Aboriginal rock art quoll and rock wallaby. (Permission granted)

A WA Government spokesman said claims of gag orders in the BMIEA were unfounded.

"For all proposed developments in the BMIEA, the Murujuga Aboriginal Corporation, who represents the five Traditional Owners Groups and the Circle of Elders, is consulted extensively," he said.

"There is nothing in the BMIEA agreement preventing MAC, contracting parties, or individual members of those groups from providing submissions under any legislation to protect the cultural and heritage values of Murujuga.

"The State Government encourages project proponents to obtain informed consent from the Traditional Owners for any activities undertaken in the Burrup Strategic Industrial Area."

Former Murujuga Aboriginal Corporation chairwoman Raelene Cooper said concerns about 'gag orders' in the BMIEA had long been held by Traditional Owners.

"Statements have been raised and made in regards to the gag clause, that there is no gag clause, however I would object to that because of the wording," she said.

"When custodians are not able to dispute, object or have a say in development on sacred land that is incredibly disappointing."

A Woodside spokesperson said there were no gag orders in its own agreements with Traditional Owners outside of the BMIEA, which it was not a party too.

"Traditional Owners are not restricted or prevented from expressing their concerns and are actively invited to express their views and participate in regulatory processes," the spokesperson said.

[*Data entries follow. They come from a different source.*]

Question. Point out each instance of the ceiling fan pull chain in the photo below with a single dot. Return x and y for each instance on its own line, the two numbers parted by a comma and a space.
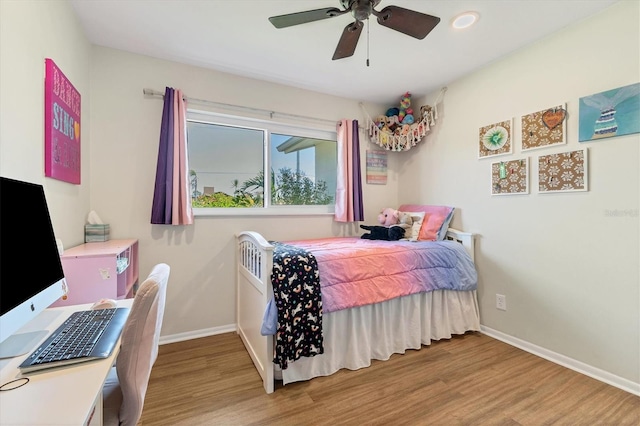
367, 41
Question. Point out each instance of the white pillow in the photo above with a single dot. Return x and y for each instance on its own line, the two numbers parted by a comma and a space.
417, 218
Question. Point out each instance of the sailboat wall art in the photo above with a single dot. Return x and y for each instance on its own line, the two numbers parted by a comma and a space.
611, 113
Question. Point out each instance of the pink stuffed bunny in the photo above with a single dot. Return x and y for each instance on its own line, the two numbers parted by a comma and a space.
388, 217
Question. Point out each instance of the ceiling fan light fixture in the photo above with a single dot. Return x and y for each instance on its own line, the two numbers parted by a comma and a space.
465, 20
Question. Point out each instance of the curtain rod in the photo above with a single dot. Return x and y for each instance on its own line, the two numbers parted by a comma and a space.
155, 93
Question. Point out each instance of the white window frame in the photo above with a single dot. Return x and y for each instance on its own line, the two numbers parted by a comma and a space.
268, 127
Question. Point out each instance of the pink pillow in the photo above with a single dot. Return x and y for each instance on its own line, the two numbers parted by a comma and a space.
437, 215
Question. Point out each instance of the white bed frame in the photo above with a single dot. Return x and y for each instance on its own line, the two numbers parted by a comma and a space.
255, 262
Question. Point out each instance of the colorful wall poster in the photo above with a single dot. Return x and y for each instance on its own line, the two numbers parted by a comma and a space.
611, 113
61, 126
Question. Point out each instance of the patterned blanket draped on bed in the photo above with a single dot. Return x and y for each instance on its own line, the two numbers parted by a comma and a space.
357, 272
296, 292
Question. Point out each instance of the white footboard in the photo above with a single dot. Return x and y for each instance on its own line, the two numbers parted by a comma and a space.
255, 262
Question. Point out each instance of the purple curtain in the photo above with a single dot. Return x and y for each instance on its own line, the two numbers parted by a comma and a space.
349, 207
171, 197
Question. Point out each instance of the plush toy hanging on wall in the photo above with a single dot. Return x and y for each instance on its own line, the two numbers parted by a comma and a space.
393, 224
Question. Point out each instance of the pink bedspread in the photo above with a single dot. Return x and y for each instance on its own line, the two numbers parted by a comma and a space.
356, 272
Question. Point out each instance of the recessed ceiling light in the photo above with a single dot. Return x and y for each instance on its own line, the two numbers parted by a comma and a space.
464, 20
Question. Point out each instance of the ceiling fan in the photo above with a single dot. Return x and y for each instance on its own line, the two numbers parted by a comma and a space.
409, 22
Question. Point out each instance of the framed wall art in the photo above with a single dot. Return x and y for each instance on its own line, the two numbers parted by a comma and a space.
377, 167
510, 177
495, 139
544, 128
563, 172
607, 114
61, 126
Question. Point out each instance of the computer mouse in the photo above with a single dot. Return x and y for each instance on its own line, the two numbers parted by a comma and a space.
104, 304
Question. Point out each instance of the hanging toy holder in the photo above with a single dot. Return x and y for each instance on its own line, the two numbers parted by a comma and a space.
394, 133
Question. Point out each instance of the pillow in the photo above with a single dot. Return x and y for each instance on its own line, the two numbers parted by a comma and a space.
445, 225
418, 218
437, 219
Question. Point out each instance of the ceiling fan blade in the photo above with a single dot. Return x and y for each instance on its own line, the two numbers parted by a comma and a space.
348, 41
291, 19
409, 22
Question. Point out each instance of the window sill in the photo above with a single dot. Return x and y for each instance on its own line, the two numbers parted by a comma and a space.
264, 212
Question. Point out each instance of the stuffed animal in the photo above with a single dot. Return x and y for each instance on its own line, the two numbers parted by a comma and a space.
405, 103
392, 228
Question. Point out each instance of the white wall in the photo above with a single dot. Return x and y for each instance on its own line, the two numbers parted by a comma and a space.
125, 133
569, 270
31, 31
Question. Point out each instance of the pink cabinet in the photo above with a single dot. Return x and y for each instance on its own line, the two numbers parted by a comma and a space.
99, 270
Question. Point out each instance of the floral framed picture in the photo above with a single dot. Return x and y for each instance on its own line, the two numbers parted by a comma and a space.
510, 177
495, 139
544, 128
563, 172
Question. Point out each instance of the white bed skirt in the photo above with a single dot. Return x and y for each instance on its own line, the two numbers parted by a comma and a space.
354, 337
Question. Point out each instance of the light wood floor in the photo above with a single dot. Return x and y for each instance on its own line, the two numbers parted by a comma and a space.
468, 380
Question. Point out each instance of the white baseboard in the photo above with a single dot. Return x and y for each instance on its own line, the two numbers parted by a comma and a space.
580, 367
180, 337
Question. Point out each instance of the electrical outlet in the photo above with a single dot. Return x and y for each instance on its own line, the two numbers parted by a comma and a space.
501, 302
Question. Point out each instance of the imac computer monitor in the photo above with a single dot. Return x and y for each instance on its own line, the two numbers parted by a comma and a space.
31, 275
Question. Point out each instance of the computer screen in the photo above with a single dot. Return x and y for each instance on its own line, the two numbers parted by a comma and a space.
31, 275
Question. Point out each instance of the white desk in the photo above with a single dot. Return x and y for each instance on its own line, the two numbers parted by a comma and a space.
59, 396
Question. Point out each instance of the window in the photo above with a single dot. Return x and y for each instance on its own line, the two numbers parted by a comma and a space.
229, 158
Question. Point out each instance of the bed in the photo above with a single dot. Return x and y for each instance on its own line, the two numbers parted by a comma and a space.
354, 336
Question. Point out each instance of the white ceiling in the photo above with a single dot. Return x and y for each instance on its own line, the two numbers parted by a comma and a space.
236, 36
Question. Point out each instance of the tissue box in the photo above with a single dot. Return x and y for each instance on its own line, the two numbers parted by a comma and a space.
93, 233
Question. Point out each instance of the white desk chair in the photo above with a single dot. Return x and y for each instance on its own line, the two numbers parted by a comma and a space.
126, 386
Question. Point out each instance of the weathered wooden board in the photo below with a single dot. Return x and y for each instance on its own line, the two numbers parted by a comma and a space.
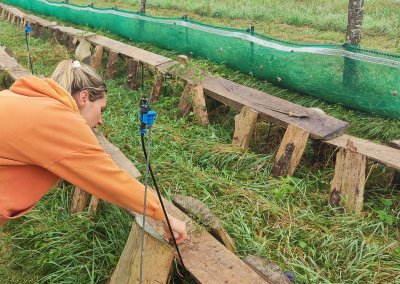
348, 183
379, 153
157, 257
207, 260
146, 57
290, 151
276, 110
11, 66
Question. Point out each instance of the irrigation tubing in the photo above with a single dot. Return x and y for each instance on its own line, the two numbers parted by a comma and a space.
162, 203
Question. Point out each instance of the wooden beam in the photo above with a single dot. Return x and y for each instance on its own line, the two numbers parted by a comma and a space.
157, 258
290, 151
111, 64
383, 154
199, 104
133, 68
245, 123
185, 102
267, 269
157, 85
347, 186
97, 57
396, 176
79, 199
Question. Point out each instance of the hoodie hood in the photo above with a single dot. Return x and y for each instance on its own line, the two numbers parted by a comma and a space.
32, 86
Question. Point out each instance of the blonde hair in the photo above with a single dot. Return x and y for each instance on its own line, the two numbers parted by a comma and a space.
76, 77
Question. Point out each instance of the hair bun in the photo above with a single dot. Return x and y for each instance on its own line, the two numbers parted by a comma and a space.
76, 64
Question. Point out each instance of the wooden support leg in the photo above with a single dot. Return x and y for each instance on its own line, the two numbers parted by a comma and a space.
94, 203
83, 51
158, 82
158, 258
347, 186
185, 102
290, 151
133, 67
193, 97
245, 123
111, 64
78, 200
95, 60
199, 105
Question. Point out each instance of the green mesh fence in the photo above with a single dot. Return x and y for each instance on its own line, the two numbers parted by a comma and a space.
363, 79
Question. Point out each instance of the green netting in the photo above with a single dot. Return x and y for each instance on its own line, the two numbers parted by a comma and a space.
367, 80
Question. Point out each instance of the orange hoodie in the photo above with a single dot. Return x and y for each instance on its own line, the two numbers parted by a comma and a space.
43, 138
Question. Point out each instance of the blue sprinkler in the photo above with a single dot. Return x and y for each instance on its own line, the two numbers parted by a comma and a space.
147, 118
27, 30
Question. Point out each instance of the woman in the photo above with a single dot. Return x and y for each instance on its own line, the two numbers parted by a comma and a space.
46, 134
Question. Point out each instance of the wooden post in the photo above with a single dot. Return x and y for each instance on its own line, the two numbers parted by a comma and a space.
94, 203
245, 123
267, 269
78, 200
95, 60
111, 64
133, 66
290, 151
347, 186
185, 102
396, 176
199, 105
158, 81
353, 37
83, 51
158, 257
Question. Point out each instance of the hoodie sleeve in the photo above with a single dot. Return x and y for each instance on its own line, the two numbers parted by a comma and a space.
61, 142
93, 170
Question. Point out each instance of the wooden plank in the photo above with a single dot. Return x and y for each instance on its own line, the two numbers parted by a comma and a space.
290, 151
245, 123
148, 58
207, 260
97, 57
199, 105
157, 85
133, 68
276, 110
377, 152
269, 270
79, 199
157, 257
11, 66
112, 62
348, 183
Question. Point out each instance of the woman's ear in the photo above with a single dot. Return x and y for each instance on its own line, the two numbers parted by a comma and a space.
83, 98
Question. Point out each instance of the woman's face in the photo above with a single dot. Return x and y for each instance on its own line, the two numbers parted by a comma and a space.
91, 111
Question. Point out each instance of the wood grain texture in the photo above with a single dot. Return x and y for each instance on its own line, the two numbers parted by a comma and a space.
276, 110
348, 183
245, 123
290, 151
157, 258
199, 105
383, 154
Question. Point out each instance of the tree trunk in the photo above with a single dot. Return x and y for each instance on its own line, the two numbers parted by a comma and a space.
355, 18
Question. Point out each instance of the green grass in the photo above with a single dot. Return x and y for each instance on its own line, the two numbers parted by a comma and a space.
287, 220
310, 21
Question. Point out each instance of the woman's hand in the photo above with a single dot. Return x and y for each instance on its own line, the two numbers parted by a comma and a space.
178, 229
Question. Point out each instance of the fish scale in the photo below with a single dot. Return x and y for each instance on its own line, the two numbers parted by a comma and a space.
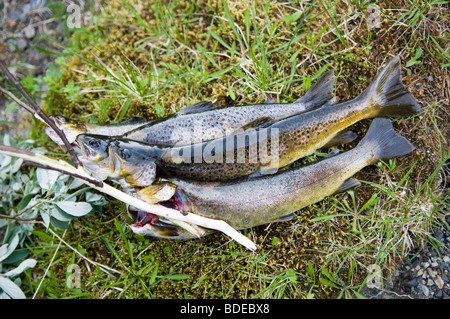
269, 146
250, 202
298, 136
200, 121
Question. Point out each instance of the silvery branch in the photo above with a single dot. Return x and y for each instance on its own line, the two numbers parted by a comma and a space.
188, 222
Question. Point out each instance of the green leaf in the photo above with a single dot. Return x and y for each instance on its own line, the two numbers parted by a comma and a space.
327, 282
293, 17
75, 208
7, 248
10, 107
11, 289
46, 178
24, 265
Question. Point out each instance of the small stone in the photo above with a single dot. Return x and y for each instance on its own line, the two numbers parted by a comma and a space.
413, 283
431, 272
29, 31
439, 282
425, 291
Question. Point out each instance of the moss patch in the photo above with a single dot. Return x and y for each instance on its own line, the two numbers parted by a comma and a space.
181, 53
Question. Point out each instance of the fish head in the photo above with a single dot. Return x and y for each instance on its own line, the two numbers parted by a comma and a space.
95, 155
71, 128
148, 224
134, 162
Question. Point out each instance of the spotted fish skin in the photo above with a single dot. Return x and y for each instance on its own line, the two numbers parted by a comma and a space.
250, 202
72, 129
296, 136
198, 122
274, 144
204, 121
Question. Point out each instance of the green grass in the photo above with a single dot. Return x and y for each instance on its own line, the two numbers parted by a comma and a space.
175, 54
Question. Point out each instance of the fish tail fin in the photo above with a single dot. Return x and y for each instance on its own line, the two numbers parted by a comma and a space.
383, 142
388, 93
320, 93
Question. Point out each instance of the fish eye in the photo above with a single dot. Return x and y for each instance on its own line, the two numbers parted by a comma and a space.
125, 153
94, 143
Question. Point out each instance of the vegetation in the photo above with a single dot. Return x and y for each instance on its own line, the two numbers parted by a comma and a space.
153, 58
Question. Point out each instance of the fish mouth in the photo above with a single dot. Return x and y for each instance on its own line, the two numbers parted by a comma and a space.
148, 224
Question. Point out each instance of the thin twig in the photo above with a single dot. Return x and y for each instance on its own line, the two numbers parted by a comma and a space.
37, 111
168, 213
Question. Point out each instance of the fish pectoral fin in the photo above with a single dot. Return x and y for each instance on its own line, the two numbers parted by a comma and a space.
197, 108
332, 153
341, 138
258, 123
348, 184
157, 192
284, 218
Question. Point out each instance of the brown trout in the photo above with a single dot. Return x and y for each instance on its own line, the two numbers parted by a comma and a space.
200, 121
250, 202
264, 149
73, 128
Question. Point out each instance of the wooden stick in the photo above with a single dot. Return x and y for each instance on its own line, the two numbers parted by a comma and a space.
168, 213
37, 111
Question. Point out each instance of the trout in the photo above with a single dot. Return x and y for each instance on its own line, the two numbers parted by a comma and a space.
72, 128
200, 121
263, 149
250, 202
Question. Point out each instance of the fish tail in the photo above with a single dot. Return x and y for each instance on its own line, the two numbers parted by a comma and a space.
383, 142
388, 93
320, 93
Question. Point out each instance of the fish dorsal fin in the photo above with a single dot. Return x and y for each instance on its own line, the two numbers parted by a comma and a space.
258, 123
197, 108
284, 218
348, 184
341, 138
333, 153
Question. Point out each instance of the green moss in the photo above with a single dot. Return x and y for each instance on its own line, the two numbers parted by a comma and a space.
162, 50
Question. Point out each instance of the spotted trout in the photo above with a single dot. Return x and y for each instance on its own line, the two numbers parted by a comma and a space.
250, 202
262, 149
200, 121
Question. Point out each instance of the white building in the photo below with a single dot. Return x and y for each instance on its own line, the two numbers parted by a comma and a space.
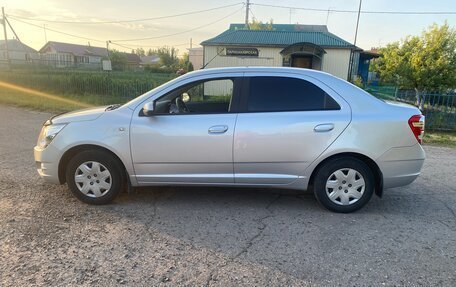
18, 52
70, 55
304, 46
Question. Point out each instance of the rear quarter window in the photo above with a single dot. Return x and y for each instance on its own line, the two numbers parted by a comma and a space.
275, 94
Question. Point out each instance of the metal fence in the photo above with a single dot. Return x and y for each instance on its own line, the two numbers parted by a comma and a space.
439, 108
88, 86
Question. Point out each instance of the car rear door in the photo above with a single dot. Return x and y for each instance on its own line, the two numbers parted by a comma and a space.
285, 123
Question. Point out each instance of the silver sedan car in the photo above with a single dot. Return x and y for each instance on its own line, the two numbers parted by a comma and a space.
251, 127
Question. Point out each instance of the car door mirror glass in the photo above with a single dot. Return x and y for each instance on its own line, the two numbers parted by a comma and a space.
185, 97
148, 109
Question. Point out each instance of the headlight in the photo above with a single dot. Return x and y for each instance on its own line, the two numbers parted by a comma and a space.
48, 133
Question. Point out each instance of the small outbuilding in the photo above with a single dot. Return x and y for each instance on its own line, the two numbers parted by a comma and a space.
285, 45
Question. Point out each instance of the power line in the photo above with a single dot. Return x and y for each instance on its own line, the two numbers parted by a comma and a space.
179, 33
57, 31
126, 21
154, 46
362, 12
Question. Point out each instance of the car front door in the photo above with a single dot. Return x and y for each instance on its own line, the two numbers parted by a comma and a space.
189, 137
285, 123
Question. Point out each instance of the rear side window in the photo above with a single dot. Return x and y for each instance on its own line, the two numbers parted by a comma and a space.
278, 94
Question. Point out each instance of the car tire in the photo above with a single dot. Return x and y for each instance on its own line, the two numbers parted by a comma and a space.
95, 177
344, 184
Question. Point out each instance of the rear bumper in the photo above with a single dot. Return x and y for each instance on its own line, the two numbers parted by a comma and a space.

"Our consultation to date has responded to Traditional Owners' requests for further information and investigations - including environmental monitoring, archaeological and ethnographic surveys and access to independent expert advice - and the feedback we have received from Traditional Owners has directed our project and cultural heritage management.

"We respect a diversity of views in the community and are pleased with the support we have from Traditional Owners for our activities."

The spokesperson said the authors of the letter had been invited to meet with Woodside.

Other demands in the letter included funding Murujuga programs without caveats, and halting progress on several industrial projects pending provision of further environmental and cultural impact information.